Tandis que leurs anciens collègues s’apprêtent à reprendre le travaiI, Christophe Couvreur, Laure Haussard, Laura Termens et Damien Bascoul ont en tête leur futur métier : pour eux, l’arrêt de travail provoqué par la pandémie a été un révélateur des désillusions vécues dans le secteur.

  • « Je suis arrivé à saturation »

Christophe Couvreur, 48 ans, Versailles (Yvelines). Dernier poste occupé : chef dans la restauration collective, à l’université.

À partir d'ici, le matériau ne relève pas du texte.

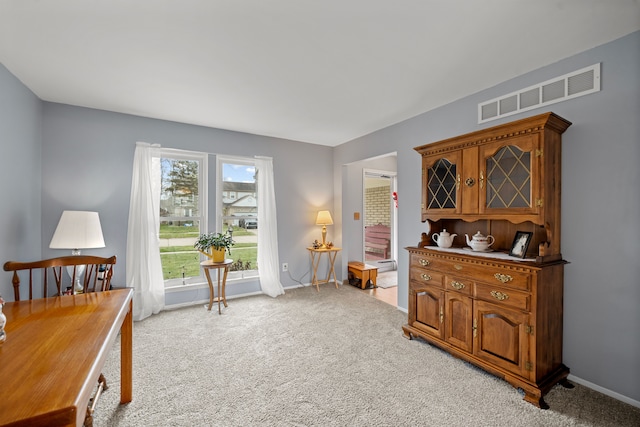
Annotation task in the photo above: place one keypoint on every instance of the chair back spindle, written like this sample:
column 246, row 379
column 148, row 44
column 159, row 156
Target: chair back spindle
column 95, row 273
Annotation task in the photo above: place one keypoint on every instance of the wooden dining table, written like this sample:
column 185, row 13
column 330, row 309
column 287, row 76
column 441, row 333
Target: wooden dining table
column 54, row 354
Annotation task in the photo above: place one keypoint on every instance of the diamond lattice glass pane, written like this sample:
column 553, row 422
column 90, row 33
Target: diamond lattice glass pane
column 509, row 178
column 441, row 184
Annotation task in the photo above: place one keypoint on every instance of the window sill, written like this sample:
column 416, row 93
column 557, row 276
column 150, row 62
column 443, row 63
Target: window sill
column 205, row 285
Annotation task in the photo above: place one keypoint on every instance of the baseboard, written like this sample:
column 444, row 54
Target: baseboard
column 604, row 391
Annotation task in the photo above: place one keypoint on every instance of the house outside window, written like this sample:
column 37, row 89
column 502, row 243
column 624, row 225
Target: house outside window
column 183, row 213
column 238, row 213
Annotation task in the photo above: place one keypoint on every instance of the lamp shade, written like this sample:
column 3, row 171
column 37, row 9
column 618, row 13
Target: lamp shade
column 324, row 218
column 78, row 230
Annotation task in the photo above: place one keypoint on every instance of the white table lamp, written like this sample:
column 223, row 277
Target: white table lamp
column 78, row 230
column 324, row 219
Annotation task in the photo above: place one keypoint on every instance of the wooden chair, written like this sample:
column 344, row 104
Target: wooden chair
column 96, row 277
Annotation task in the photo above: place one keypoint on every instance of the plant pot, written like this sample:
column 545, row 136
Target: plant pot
column 216, row 255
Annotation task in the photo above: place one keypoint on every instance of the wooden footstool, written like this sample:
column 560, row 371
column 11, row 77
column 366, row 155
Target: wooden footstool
column 364, row 272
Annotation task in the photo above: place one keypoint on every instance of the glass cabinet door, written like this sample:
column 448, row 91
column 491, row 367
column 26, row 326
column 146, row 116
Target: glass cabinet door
column 442, row 180
column 509, row 176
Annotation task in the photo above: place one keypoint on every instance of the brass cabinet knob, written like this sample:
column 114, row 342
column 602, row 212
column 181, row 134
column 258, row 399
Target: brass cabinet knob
column 500, row 296
column 457, row 285
column 504, row 278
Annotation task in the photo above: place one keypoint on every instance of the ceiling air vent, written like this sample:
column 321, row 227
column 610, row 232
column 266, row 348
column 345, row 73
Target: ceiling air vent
column 572, row 85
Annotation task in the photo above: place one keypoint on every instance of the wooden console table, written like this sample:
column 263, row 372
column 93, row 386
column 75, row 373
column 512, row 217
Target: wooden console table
column 316, row 255
column 55, row 351
column 222, row 281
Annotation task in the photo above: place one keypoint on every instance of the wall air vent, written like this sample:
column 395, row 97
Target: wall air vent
column 572, row 85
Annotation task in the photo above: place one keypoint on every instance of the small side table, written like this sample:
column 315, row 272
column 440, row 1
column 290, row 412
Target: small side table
column 316, row 255
column 364, row 272
column 222, row 281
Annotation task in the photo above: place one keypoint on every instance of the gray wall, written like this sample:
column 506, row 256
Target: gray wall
column 88, row 161
column 600, row 205
column 20, row 174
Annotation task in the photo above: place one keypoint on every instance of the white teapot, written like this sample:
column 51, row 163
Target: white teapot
column 444, row 239
column 479, row 242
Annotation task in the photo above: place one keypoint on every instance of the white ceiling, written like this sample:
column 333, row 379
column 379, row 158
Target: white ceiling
column 324, row 71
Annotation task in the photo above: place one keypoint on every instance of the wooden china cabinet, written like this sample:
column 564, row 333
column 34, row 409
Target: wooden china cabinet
column 501, row 313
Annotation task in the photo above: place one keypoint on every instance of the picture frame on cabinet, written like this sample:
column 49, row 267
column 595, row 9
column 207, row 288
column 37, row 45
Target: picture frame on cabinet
column 520, row 244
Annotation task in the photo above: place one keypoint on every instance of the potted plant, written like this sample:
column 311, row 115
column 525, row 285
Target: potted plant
column 214, row 245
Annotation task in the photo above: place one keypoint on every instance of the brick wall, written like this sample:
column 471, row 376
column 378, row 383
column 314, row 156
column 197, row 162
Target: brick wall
column 378, row 206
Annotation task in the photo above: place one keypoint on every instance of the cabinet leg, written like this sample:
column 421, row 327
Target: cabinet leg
column 566, row 384
column 536, row 400
column 406, row 334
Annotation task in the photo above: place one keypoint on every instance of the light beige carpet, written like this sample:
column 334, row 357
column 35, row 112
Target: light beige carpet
column 331, row 358
column 387, row 279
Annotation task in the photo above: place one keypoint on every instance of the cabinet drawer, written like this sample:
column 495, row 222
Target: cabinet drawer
column 503, row 296
column 423, row 261
column 496, row 275
column 425, row 277
column 459, row 284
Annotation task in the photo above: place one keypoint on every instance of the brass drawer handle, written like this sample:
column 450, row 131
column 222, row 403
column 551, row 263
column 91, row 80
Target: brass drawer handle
column 504, row 278
column 499, row 295
column 457, row 285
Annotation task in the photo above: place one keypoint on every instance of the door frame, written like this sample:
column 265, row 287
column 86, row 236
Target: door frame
column 392, row 262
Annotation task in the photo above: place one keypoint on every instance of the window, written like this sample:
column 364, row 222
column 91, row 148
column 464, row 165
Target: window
column 238, row 213
column 183, row 216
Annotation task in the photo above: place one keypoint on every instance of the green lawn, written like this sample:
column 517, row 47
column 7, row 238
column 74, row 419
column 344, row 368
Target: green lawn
column 177, row 260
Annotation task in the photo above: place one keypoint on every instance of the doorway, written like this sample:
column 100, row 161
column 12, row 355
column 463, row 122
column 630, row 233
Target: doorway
column 379, row 232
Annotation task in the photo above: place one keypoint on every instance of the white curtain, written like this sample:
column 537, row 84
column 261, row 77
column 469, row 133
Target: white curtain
column 144, row 268
column 268, row 260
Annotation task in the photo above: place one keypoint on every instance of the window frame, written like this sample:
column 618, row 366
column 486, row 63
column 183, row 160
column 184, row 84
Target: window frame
column 202, row 206
column 240, row 275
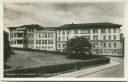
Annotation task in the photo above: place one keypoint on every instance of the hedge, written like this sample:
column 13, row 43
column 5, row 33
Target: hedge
column 42, row 71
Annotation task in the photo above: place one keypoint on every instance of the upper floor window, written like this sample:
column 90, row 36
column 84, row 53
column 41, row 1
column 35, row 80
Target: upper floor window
column 67, row 38
column 45, row 35
column 85, row 31
column 109, row 44
column 63, row 38
column 59, row 38
column 37, row 42
column 114, row 37
column 109, row 37
column 114, row 30
column 95, row 31
column 51, row 35
column 95, row 37
column 59, row 45
column 19, row 41
column 68, row 32
column 109, row 30
column 104, row 37
column 63, row 32
column 59, row 32
column 103, row 31
column 104, row 44
column 114, row 44
column 75, row 31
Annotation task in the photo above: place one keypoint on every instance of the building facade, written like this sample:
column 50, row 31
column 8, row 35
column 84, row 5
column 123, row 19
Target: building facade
column 45, row 40
column 104, row 37
column 23, row 36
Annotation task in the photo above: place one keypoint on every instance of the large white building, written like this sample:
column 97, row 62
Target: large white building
column 23, row 36
column 105, row 37
column 45, row 40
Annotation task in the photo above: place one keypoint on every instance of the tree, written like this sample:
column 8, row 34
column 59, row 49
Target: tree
column 78, row 47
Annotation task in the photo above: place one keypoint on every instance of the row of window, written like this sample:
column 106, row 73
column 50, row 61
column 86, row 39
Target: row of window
column 44, row 47
column 44, row 41
column 17, row 42
column 44, row 35
column 87, row 31
column 95, row 37
column 61, row 45
column 106, row 45
column 108, row 51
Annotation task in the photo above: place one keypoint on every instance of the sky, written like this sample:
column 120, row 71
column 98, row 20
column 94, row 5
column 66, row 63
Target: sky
column 57, row 14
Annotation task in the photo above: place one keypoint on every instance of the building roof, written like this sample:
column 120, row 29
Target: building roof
column 89, row 25
column 28, row 26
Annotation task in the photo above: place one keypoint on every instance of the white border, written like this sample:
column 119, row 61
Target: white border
column 65, row 1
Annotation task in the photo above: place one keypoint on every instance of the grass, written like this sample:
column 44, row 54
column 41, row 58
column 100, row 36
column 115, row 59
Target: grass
column 28, row 59
column 25, row 62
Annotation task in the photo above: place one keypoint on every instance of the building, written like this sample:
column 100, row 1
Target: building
column 45, row 40
column 105, row 37
column 23, row 36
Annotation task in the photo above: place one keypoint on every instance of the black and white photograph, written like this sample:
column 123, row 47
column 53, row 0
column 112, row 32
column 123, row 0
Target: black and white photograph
column 64, row 40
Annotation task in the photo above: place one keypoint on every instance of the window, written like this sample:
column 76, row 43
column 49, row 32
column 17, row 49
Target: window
column 63, row 45
column 59, row 38
column 85, row 31
column 95, row 44
column 63, row 32
column 63, row 38
column 59, row 32
column 45, row 41
column 51, row 35
column 67, row 38
column 14, row 42
column 59, row 46
column 39, row 35
column 114, row 30
column 45, row 35
column 109, row 30
column 114, row 44
column 104, row 44
column 103, row 31
column 114, row 37
column 20, row 35
column 19, row 41
column 67, row 32
column 42, row 47
column 75, row 31
column 95, row 37
column 51, row 41
column 48, row 35
column 95, row 31
column 39, row 41
column 109, row 44
column 109, row 37
column 104, row 37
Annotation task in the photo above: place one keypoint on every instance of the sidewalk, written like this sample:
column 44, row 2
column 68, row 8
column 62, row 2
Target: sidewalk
column 83, row 72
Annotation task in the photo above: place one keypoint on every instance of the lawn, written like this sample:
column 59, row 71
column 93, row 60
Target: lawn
column 28, row 59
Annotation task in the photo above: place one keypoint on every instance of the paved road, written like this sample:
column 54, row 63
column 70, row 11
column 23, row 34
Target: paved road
column 116, row 71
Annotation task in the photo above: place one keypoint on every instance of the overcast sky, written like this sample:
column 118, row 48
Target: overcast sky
column 56, row 14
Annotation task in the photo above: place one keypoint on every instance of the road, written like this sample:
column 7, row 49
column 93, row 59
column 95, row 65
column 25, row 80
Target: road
column 115, row 71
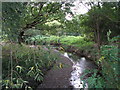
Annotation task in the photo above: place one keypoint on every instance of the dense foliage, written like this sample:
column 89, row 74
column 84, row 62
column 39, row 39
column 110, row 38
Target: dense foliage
column 23, row 65
column 44, row 23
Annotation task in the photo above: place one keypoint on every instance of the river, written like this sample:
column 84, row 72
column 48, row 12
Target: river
column 79, row 66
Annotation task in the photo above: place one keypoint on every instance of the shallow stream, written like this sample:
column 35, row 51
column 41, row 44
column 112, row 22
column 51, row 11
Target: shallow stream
column 79, row 66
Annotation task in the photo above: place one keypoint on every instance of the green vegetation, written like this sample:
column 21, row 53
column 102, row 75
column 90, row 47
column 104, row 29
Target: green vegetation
column 23, row 64
column 77, row 41
column 43, row 23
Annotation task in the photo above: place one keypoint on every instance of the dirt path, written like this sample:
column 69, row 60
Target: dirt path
column 59, row 75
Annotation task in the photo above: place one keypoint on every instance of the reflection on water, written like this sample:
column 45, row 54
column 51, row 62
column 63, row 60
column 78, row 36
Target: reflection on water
column 75, row 80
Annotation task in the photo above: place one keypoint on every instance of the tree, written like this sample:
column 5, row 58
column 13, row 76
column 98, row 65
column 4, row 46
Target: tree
column 21, row 16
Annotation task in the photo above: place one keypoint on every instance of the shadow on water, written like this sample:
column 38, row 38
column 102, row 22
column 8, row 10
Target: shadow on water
column 80, row 64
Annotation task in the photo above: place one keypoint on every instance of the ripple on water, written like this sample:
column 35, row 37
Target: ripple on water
column 78, row 69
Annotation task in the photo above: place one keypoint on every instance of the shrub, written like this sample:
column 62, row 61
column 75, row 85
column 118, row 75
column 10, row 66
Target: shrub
column 22, row 63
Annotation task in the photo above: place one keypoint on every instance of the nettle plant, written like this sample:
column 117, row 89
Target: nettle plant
column 109, row 63
column 22, row 64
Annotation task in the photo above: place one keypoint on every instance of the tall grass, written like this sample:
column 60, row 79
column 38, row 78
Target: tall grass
column 22, row 64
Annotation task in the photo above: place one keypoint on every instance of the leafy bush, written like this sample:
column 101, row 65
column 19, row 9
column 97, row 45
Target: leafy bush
column 22, row 64
column 109, row 67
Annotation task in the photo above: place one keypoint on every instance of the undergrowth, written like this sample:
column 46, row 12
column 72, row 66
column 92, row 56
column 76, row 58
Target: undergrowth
column 24, row 66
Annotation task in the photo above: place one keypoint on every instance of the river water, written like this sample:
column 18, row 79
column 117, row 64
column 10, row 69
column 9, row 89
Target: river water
column 79, row 66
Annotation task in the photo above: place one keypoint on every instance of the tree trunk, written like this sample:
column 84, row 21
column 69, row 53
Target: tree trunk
column 20, row 37
column 98, row 36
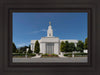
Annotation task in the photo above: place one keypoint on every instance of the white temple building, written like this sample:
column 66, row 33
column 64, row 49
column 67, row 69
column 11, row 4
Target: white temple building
column 50, row 44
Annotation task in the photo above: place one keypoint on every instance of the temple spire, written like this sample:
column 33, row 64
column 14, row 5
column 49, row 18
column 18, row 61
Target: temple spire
column 50, row 30
column 49, row 23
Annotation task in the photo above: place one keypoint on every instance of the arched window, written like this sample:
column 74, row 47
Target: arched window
column 49, row 34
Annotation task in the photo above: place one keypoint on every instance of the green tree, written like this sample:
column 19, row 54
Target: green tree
column 67, row 46
column 80, row 46
column 23, row 49
column 63, row 46
column 30, row 51
column 14, row 48
column 37, row 47
column 86, row 44
column 71, row 47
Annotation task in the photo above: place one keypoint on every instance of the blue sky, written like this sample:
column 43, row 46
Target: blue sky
column 33, row 26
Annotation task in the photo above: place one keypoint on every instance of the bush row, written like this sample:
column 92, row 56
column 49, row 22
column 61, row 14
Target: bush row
column 23, row 54
column 76, row 54
column 49, row 54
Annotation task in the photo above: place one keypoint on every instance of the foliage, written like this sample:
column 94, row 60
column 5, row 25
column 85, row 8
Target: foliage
column 76, row 54
column 37, row 47
column 49, row 55
column 23, row 54
column 67, row 46
column 14, row 48
column 30, row 51
column 86, row 43
column 71, row 47
column 63, row 46
column 68, row 54
column 23, row 49
column 80, row 46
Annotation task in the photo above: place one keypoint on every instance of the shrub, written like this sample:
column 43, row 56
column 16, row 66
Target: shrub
column 31, row 54
column 68, row 54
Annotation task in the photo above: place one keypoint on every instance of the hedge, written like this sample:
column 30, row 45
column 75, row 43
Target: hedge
column 76, row 54
column 23, row 54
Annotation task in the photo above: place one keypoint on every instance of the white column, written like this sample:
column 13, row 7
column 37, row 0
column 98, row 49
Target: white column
column 56, row 48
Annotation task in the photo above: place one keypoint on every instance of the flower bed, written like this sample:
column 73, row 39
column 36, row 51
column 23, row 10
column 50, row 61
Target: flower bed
column 49, row 55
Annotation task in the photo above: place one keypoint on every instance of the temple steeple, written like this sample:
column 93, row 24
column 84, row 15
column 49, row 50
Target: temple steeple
column 49, row 31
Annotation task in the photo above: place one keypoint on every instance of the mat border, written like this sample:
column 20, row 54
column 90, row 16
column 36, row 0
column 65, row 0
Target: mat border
column 54, row 67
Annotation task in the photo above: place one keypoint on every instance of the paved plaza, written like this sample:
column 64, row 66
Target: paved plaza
column 67, row 59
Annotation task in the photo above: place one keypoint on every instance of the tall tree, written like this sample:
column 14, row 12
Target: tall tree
column 37, row 47
column 80, row 46
column 86, row 44
column 23, row 49
column 71, row 47
column 14, row 48
column 67, row 46
column 30, row 51
column 63, row 46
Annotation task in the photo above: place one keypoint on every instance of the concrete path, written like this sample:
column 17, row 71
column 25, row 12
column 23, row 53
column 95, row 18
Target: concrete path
column 67, row 59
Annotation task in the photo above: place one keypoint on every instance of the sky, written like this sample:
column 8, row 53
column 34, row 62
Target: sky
column 32, row 26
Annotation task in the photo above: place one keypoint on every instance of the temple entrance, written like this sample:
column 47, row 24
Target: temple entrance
column 50, row 48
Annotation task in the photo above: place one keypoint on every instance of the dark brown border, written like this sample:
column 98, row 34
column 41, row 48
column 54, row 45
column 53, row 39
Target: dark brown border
column 37, row 64
column 92, row 68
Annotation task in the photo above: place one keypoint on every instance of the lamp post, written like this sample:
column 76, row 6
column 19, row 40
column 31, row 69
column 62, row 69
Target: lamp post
column 26, row 52
column 73, row 54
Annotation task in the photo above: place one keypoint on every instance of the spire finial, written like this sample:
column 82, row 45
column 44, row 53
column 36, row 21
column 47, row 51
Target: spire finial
column 49, row 23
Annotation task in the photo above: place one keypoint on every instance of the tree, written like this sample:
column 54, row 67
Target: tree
column 86, row 43
column 30, row 51
column 71, row 47
column 37, row 47
column 23, row 49
column 14, row 48
column 67, row 46
column 80, row 46
column 63, row 46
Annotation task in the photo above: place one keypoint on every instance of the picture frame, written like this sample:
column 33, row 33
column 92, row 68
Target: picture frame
column 6, row 67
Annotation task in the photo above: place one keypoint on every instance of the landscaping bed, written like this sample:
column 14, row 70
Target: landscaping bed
column 49, row 55
column 21, row 55
column 76, row 54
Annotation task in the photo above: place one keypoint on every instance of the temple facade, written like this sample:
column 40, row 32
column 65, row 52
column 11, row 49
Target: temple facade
column 50, row 44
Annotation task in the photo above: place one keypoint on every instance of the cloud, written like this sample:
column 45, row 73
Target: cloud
column 42, row 30
column 22, row 44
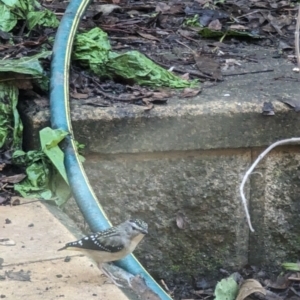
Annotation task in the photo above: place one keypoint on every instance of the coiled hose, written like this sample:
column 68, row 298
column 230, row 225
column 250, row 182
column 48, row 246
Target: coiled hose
column 60, row 118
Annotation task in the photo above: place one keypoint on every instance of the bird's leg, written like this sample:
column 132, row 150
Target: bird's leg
column 110, row 275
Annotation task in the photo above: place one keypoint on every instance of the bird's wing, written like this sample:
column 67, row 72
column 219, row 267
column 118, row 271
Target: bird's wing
column 108, row 240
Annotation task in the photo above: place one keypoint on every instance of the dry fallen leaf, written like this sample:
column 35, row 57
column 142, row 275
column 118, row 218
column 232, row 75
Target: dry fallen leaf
column 249, row 287
column 180, row 220
column 189, row 92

Christophe Couvreur, à Versailles (Yvelines), le 7 juin 2021.

« J’ai commencé dans le métier à 17 ans, avec un CAP Cuisine. A 48 ans, mon CV faisait plusieurs pages. Certains employeurs ne comprennent pas cette rotation. Le facteur principal, c’est l’absence de valorisation du travail et de gratification. Il n’y a plus le petit billet qui va bien quand l’affaire tourne, pas de remerciements. Pas davantage de climatisation dans beaucoup de cuisines, où il fait 45 degrés l’été et où l’on travaille parfois, à Paris surtout, dans un mouchoir de poche.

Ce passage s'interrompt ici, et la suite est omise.